George grinned as Isahn’s warm laugh rolled through the room.

“Greta will do, or Domina Neninios if you’re feeling fancy.” Greta smiled at the earl, coming over to shake his hand, too, before she sat on the tiles and began to ease herself into the water.

“Please, let me help you.” Elbow crooked, Isahn offered his arm.

Hildy shared a look with George before she dove in a fluid leap, making the tiniest splash as her feet disappeared beneath the surface. When she resurfaced, shaking out her cropped curls, she said, “I’m ready to dampen the mood.”

“Is that so?” George checked, picking up on her direction.

Stepping into her future role as Georgie’s official advisor, Hildy peppered Isahn with questions, making him retell the story of following his uncle north, listening in on the spies, and his abduction—from his perspective.

“Those are my boys,” Hil muttered, shaking her head.

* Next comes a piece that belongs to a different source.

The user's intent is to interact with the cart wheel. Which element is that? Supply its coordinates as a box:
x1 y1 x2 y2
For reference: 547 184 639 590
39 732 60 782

“What are their real names?” Isahn asked.

“Why do you want to know?”

“Deiwa, Hildy, let him be. They’re Dunstan and Burke.”

“Burke is Odos?” Isahn paddled across the pool, joining her on her side of the square.

“Yes, and Dunstan’s the tall one.”

“Tocco,” Isahn confirmed.

“Back to me ruining the mood,” Hildy called, pulling them from their little moment. “Isahn, what do you know about the King of Domos?”

“I know you’re all trying to take him out.”

Gods, she and her friends talked too much.

“Good ear. And do you know why?”

Isahn shook his head, his sodden waves wiggling over his shoulders.

George sighed and pulled her knees up to her chin, wavering slightly in the water’s push and pull. “Let me explain a few things. We all hate talking about this, so I suppose it’s my royal duty to bring you up to speed.”

Perching on the edge of the bench, his eyes bore into the side of her face. She couldn’t meet his gaze.

Domos’s shame was her shame. She was born to lead these people, expected to maintain the status quo, trained up for it by her father, and disgusted all the while by what her forefathers wrought upon their people.

“First thing you need to know, my father’s a tyrant. Second thing, there are a great many enslaved people in the capital of Domos.”

“Gods,” he groaned.

“My father, following in the footsteps of his father and grandfather, has kept people trapped there... using magic. They all claimed it keeps Domos’s economy afloat.”